Throughout the film — dealing, as it does, with espionage — characters are forced to suppress their true identities and take on false ones for the sake of their countries. They don’t always do it willingly. Hardt, upon reaching the relative safety of the ersatz Ann Burnett’s house after his arrival in Scotland, wastes no time in shedding his coat and revealing the German naval uniform underneath. “If I am to be shot, it will be as an officer, not as a spy,” he insists when she expresses alarm. Another disguise has also been provided to him: a well-worn tweed suit, intended to help him blend in with the locals. In actuality, the suit is Hardt’s own, but the name of the Berlin tailor from whom he purchased it has been replaced by a Savile Row label, and an Anglicized version of the captain’s moniker — Ernest Hart — has been added as well.
This tweed suit, then, is a kind of physical amalgam of truth and fiction, symbolic of the fact that the characters can never entirely stop being themselves, never entirely give up their deeper humanity, even when they’re playing fake roles or defining themselves and others solely by nationality.
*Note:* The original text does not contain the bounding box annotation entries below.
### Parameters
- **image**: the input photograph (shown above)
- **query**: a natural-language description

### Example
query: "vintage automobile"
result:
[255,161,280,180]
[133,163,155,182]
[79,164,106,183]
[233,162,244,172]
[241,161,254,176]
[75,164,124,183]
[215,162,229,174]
The war sometimes compels them to commit appalling acts, beyond the usual horrors that military conflicts entail. When Hardt criticizes Tiel for murdering the real Ann Burnett (June Duprez), an innocent civilian, in order to take her place, she’s quick to point out his own guilt. “Have you ever fired a torpedo at an unarmed ship?” she asks. “That’s different,” he says, to which she replies, “It’s certainly more wholesale.” She can justify her worst actions, along with his, by reducing herself to something mechanical and unthinking, someone who merely obeys orders, part of “a machine for destruction,” as she expresses it. Finer feelings, and even basic morality, play no role in this attitude.
Nevertheless, they continue to exist, suppressed but not extinguished: love, friendship, sympathy, kindness, decency. Such things can still do much good in wartime, of course, but as Hardt and Tiel discover, they can also easily be exploited by the opposing side, putting countless people or entire countries at risk — and therein lies the tragedy, the great sadness of this often exciting, often funny, always human film. It’s not unlike the central character’s realization in The Life and Death of Colonel Blimp that his old ideas about honor and fair play in combat no longer work when facing an enemy like Hitler, even if this film is set during World War I rather than World War II. In that sense, as well as others, The Spy in Black can be seen as the forerunner to Powell and Pressburger’s later, better-known work, yet it has much to offer of its own.